We present a family of a 45-year-old patient who presented to hospital acutely unwell with metastatic paragangliomas. Unfortunately due to rapidity of his presentation, no genetic testing was performed. He was found to have 5 cm right carotid body tumour. His urine collections confirmed raised (seven times normal) 24 h urine metanephrines 24.55 μmol (normal <3.47 μmol). Shortly after the initial diagnosis he was found to have extensive vertebral body metastases in cervical and thoracic spine, liver metastases and widespread lymphadenopathy. Lymph node biopsy confirmed metastatic paraganglioma. He originally came from India and there is no other family history of pheochromocytoma or paraganglioma other that in this individual. Both his parents died 20 years ago of unknown cause and he has three brothers and three sisters who live in London, India, and USA. Two of his siblings are patients in our clinic. The younger brother is 43 years and clinically he is well. He has dominant thyroid nodule on the background of multinodular goitre with repeated FNAs confirming benign lesion. His older sister is 63 years old and suffers from chronic myeloid leukaemia.

Paragangliomas are rare and up to 30% are genetically determined. Multiple and metastatic paragangliomas are more common (17–85%) in hereditary syndromes compared to only 1.2% of sporadic cases. Malignancy rates are highest for paragangliomas that arise in the setting of an inherited mutation in the B subunit of the succinate dehydrogenase (SDHB) gene.

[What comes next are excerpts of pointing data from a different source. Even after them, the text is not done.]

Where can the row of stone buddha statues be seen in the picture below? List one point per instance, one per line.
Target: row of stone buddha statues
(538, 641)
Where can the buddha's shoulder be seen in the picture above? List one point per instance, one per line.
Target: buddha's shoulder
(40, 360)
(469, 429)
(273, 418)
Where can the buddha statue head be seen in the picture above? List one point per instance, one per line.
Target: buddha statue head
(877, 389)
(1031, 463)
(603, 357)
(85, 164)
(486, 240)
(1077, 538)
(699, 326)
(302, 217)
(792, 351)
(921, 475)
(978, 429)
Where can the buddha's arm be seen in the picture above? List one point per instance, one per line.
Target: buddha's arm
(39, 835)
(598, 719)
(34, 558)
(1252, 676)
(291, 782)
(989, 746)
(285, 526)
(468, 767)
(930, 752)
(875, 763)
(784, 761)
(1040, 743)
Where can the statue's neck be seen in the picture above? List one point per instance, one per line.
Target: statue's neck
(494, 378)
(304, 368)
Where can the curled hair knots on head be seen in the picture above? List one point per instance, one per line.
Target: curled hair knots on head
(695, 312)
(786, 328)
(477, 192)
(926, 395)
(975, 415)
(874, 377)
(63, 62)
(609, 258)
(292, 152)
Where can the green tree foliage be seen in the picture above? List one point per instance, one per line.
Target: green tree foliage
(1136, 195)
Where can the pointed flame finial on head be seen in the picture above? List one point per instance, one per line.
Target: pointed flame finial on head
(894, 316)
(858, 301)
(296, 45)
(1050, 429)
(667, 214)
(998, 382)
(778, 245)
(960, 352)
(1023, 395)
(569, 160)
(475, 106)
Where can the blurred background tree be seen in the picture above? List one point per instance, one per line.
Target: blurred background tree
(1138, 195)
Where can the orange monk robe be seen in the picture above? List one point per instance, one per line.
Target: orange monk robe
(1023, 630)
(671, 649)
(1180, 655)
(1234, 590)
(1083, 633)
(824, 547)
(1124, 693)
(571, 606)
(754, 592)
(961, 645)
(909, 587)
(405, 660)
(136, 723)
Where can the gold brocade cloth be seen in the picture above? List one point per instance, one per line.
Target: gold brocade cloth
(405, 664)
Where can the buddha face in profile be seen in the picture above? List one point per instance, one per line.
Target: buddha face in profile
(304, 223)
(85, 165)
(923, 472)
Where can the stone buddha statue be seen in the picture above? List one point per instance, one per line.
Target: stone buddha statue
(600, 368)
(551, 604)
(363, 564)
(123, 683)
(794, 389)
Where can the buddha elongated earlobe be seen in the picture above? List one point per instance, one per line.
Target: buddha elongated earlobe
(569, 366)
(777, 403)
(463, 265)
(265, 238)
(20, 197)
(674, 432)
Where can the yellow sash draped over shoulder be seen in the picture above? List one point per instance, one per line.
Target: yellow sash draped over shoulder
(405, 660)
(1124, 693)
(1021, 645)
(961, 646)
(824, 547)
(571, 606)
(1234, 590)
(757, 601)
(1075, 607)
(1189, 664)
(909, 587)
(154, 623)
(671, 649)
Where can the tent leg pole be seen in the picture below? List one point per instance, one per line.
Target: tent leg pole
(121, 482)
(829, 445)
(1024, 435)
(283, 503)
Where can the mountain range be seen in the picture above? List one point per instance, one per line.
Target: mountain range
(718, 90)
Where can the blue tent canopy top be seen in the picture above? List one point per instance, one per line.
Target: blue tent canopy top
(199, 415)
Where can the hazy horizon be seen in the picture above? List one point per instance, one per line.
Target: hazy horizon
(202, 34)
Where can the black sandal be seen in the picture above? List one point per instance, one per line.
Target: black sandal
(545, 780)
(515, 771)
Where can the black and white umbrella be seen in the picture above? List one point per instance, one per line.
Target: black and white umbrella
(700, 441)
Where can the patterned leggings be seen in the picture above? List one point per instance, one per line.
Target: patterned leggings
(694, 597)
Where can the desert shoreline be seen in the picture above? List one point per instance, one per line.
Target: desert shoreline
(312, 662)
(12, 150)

Genetic testing is guided by the family history and clinical findings and is usually offered to all subjects undergoing surgery for head and neck paraganglioma and /or to the family of an individual with confirmed genetic mutation.

Our cases highlight important management issues. Should his siblings be tested for a susceptibility gene? If yes, genetic testing for which mutations? If genetic screen is negative, can the individuals be safely discharged or should they undergo long term biochemical screening? If not tested, should they be followed up as having presumed susceptibility gene or discharged form regular follow-up?